Just wanted to share some perspective so if you do get into modular, its a good fit for you and it works out well.

Good luck!

Nicholas


Gonna chime in here and say I don't really agree with the view that you've got to spend a significant chunk of change to get value out of a modular setup and I think it's a bad piece of advice we seem to give a lot on this forum. Not everyone needs to have 5k or 20k of Eurorack to enjoy themselves, learn, and have some fun, so the question is: what is your goal? If you'd like to get into modular to become the next EDM superstar then 1-2k is not going to cut it that's for sure, but if you'd like to make some cool sounds and get a more intuitive and more grounded understanding of synthesis with an instrument that has some open ended possibilities, 1 or 2k can go a long way, with the additional (to me huge) plus that it gets you away from your computer. So from my POV, best to encourage people's curiosity and small steps on the journey rather than focusing on an end goal that many aren't even interested in.

My 2 cents for the day!


@troux, that's a fair response. And I would agree, that it doesn't take so much to get "some cool sounds and get a more intuitive and more grounded understanding of synthesis with an instrument that has some open ended possibilities."

And of course @Camposoriol and other folks getting into modular (or considering it) are free to take whatever path seems good.

Cheers all,

Nicholas


Yep...you just have to be very "value conscious" when scouting out modules. Case in point: Noise Reap. Noise Reap's modules are inexpensive and often offer some downright warped takes on how "normal" modules work. Sure, they're kinda ugly (but legible!), but if you crave weird complex VCO behavior, they've got you fixed with something like their Paradox, which is just...not...RIGHT, but in all the "correct" ways for $120. So it IS possible to bring a small build in for $2k-ish, but again, you have to proceed VERY carefully and spend the time necessary to dig through the MG database for the "gold".

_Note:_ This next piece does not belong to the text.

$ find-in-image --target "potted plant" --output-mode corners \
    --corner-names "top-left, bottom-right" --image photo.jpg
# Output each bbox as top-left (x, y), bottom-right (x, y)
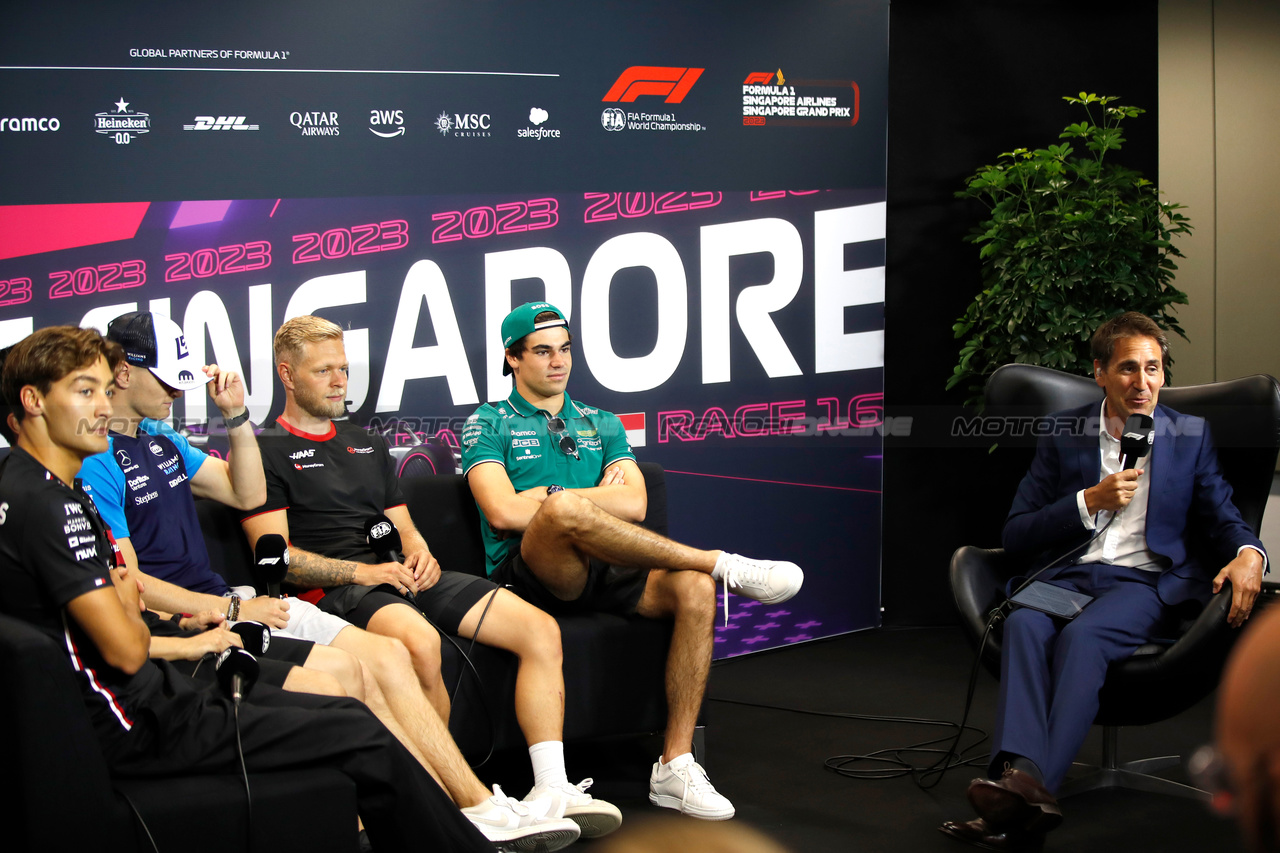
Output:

5) Fit in a Cold Mac to open up a bunch of logic and modulation capabilities and to find interesting ways to tie different elements together via its various output CVs, all coordinated by its main big old knob.

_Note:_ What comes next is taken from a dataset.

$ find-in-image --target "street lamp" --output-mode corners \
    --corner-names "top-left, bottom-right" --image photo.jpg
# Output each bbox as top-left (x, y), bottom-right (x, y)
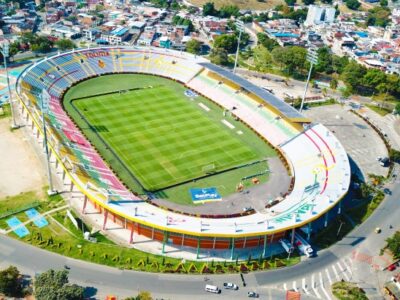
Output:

Could you please write what the main roles Cold Mac will play in this rack? This module is a mystery to me.


It does quite a lot, in the rack I put together above you could, just as a few examples

1) Crossfade between different Dixie waveforms with the LEFT and RIGHT inputs
2) Use the AND and OR sections to generate even more rhythms from the DOT
3) Use AND or OR as wave rectifiers to get different harmonics
4) Use FOLLOW as an envelope follower
5) Use CREASE to introduce discontinuities in an LFO generated in Maths, turning one modulation source into two that are related and in sync but that aren't always moving in the same (or even inverted) directions.